Par exemple, les coups, en particulier au niveau du visage doivent nécessairement intégrer une certaine dose de puissance. La plupart des sports de combat ont pour règle le système des dix secondes : si à la suite d’un coup porté, l’un des deux combattants s’effondre et reste à terre pendant dix secondes, l’auteur du coup remporte la victoire. Mais comment un juge pourra-t-il se prononcer sur l’excès de violence qui peut résulter d’un tel coup ? A quel moment ce coup devient-il dangereux pour l’adversaire en sachant qu’il doit être assez puissant pour le mettre KO à minima pendant dix secondes ?

La solution retenue par les juges semble casuistique.
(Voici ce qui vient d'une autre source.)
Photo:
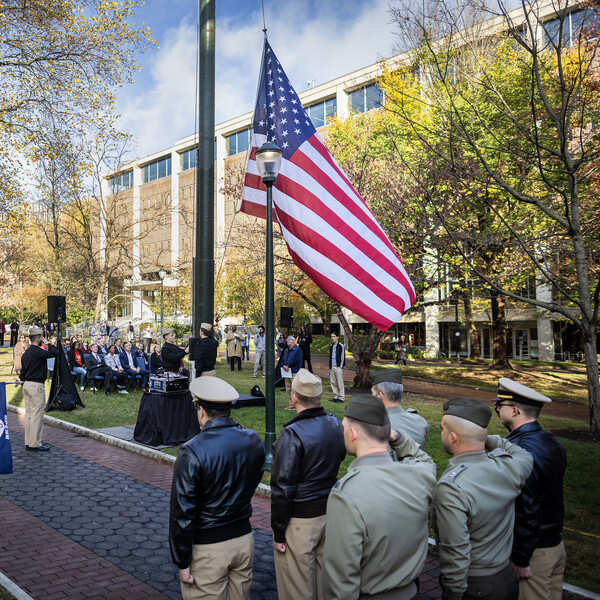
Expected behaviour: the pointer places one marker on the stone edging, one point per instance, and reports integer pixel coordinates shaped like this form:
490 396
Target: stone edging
570 592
Dans l’arrêt Cass, civ 2°, 23 septembre 2004, l’appréciation du karaté par les juges en tant qu’art martial « basé sur des techniques de frappes pieds poings fermés, sans toucher le partenaire à l’impact », revient à donner une image restrictive de ce sport.

Il faut bien entendu prendre en compte l’âge et les modalités d’exercice des karatékas ; les jeunes du fait le leur expérience plus réduite auront plus de mal à contrôler leurs gestes, les règles de la compétition exigent un impact au bout de la technique, et le karaté, art martial initialement créé pour faire du corps une arme mortelle, comporte un certains nombre d’attaques mains ouvertes. Ainsi, l’âge, les conditions d’exercice, l’expérience, et le niveau des participants devra, entre autre, être pris en compte par le juge, en plus des règles de ces sports. Cependant, ces conditions ne doivent pas venir remplacer la caractérisation de la faute volontaire et contraire à la règle du jeu, et inversement.

Les sports de combat disposent (pour la plupart) de règles et techniques spécifiques, avec des structures d’encadrement faisant office de régulateur. L’exercice de ces sports implique nécessairement que des risques doivent être pris, dans une optique de dépassement de soi, de compétition, de victoire, et pour lesquels l’emprise juridique en excès se révèlerait nuisible, et en cas d’absence dangereuse.